Cholesterol dysregulation in Rett syndrome: implications for synaptic function

Rett syndrome (RTT) is a progressive neurodevelopmental disorder mainly caused by mutations in the X-linked MECP2 gene. By affecting 1 in 10.000 live female births, it represents the main genetic cause of intellectual disability in girls worldwide [1]. Since MeCP2 is highly expressed in mature neurons, the majority of studies are focused on this cell type. However, besides neurons, astrocytes have been identified as active contributors to RTT pathogenesis as Mecp2 knock-out (KO) astrocytes fail to correctly support neuronal maturation and synaptogenesis [2]. Indeed, culturing wild-type (WT) neurons with KO astrocytes or treating them with KO astrocyte-conditioned medium (ACM) affects their synaptic phenotype [3]. Of note, one of the key synaptogenic factors released by astrocytes is cholesterol, which plays a crucial role in synapse formation and functioning.

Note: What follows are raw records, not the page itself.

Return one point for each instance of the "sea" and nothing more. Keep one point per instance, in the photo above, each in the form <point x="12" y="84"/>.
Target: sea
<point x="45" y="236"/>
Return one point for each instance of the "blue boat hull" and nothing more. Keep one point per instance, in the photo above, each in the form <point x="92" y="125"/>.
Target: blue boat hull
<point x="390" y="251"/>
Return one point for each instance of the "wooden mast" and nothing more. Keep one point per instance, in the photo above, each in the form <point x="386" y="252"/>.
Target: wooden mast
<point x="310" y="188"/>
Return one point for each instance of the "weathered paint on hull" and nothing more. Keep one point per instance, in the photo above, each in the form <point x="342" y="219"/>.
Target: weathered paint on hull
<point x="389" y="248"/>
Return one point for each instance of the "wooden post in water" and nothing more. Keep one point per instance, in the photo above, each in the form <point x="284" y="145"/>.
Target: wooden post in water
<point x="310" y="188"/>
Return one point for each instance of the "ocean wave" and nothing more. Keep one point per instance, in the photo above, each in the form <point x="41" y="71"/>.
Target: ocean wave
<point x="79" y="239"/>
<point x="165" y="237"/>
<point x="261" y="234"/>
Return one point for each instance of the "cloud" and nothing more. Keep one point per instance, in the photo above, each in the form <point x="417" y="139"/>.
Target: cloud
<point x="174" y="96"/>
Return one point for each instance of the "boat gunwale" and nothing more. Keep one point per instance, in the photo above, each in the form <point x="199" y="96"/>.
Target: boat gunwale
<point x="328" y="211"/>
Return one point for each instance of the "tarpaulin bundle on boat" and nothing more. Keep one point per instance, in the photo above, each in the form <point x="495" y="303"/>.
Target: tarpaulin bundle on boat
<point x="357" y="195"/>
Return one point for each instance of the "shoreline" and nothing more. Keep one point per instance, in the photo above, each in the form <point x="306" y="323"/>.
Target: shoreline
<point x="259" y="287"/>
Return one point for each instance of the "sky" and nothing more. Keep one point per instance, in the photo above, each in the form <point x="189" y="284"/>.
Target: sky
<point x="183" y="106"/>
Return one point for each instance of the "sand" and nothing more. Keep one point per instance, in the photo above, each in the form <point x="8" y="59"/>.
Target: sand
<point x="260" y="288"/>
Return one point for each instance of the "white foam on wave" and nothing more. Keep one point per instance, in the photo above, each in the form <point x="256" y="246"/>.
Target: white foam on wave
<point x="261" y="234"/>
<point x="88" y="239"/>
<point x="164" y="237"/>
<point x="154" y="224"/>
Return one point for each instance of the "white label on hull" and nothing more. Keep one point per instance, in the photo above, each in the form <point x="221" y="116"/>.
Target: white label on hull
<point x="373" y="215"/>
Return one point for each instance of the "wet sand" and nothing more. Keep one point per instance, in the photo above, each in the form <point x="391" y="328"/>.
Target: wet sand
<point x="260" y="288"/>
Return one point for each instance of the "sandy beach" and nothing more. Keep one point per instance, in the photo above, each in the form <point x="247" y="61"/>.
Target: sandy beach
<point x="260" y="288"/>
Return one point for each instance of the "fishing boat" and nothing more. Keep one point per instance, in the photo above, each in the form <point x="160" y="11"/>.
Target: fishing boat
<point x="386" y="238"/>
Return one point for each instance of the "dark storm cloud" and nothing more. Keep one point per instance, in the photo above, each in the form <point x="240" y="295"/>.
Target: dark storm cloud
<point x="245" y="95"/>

Several data highlight a defective cholesterol metabolism in RTT, supporting the hypothesis that abnormalities in astrocyte-produced cholesterol might contribute to synaptic dysfunctions. In this study, we report the deregulation of genes involved in cholesterol synthesis and secretion in primary KO astrocytes cultured alone or in co-culture with neurons and in MACS-sorted astrocytes. Moreover, we demonstrate that cholesterol supplementation completely rescues synaptic defects not only in WT neurons treated with KO ACM but also in Mecp2 heterozygous (HET) neurons, which better recapitulate the genetic pattern of RTT patients. Collectively, these data suggest cholesterol as a possible therapeutic target for synaptic dysfunctions in RTT with the perspective of validating the obtained results in animal models and human samples.